The gradient $\nabla_\theta \mathcal{L}$ of the loss function $\mathcal{L}$ with respect to the parameters $\theta$ is a vector that points in the direction of steepest increase in the loss. It has one component per parameter, each telling you how much the loss changes if you increase that parameter slightly.

If the gradient points uphill, moving in the opposite direction — the direction of steepest descent — reduces the loss.

The update rule

At each step, all parameters are updated simultaneously:

$\theta \leftarrow \theta - \alpha \nabla_\theta \mathcal{L}(\theta)$

where $\alpha$ is the learning rate — a small positive number controlling the step size. This is repeated until the loss stops decreasing meaningfully.

The update says: move each parameter in the direction that reduces the loss, scaled by the learning rate.

A geometric picture

Imagine the loss surface as a hilly landscape. The current parameters are your position. The gradient points uphill. You step downhill, landing at a new position with lower loss. You compute the gradient again from there, step downhill again, and repeat. Over many steps, you descend toward a valley — a local or global minimum.

Batch gradient descent

In standard (batch) gradient descent, the gradient is computed using the full training dataset at every step:

$\nabla_\theta \mathcal{L} = \frac{1}{m} \sum_{i=1}^{m} \nabla_\theta \mathcal{L}^{(i)}(\theta)$

This gives the exact gradient of the loss, so each step is as informative as possible. The downside: for large datasets, computing the gradient over all $m$ examples before taking a single step is very slow.
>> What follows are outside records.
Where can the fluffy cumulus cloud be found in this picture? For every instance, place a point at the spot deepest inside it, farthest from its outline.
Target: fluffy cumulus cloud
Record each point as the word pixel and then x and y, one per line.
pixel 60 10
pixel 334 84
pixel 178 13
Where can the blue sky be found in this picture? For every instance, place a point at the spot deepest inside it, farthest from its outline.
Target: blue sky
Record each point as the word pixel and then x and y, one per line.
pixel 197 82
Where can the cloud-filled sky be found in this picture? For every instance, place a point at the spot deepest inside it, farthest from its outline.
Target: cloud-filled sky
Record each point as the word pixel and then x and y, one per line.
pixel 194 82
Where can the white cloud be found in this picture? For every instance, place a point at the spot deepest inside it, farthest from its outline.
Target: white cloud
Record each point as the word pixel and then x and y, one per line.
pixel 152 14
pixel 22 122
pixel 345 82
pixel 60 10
With 1 million examples, each step requires passing through all 1 million before any parameter update occurs.

The gradient as a first-order approximation

Gradient descent uses only the first derivative — it approximates the loss surface locally as a plane. This is why the learning rate must be small: a large step in the direction of the gradient might overshoot the minimum because the plane is only a local approximation.

Second-order methods (Newton's method, L-BFGS) use the curvature of the surface (second derivatives) to take better-informed steps. They converge faster per step but are expensive to compute for large parameter spaces.

When gradient descent finds the global minimum

For convex loss functions — where the loss surface is bowl-shaped with a single minimum — gradient descent with a small enough learning rate always converges to the global minimum. Logistic regression and linear regression (with MSE) both have convex loss surfaces.

For non-convex loss functions — such as those arising in neural networks — gradient descent finds a local minimum or saddle point, not necessarily the global minimum. This is explored in the Convex vs Non-Convex lesson.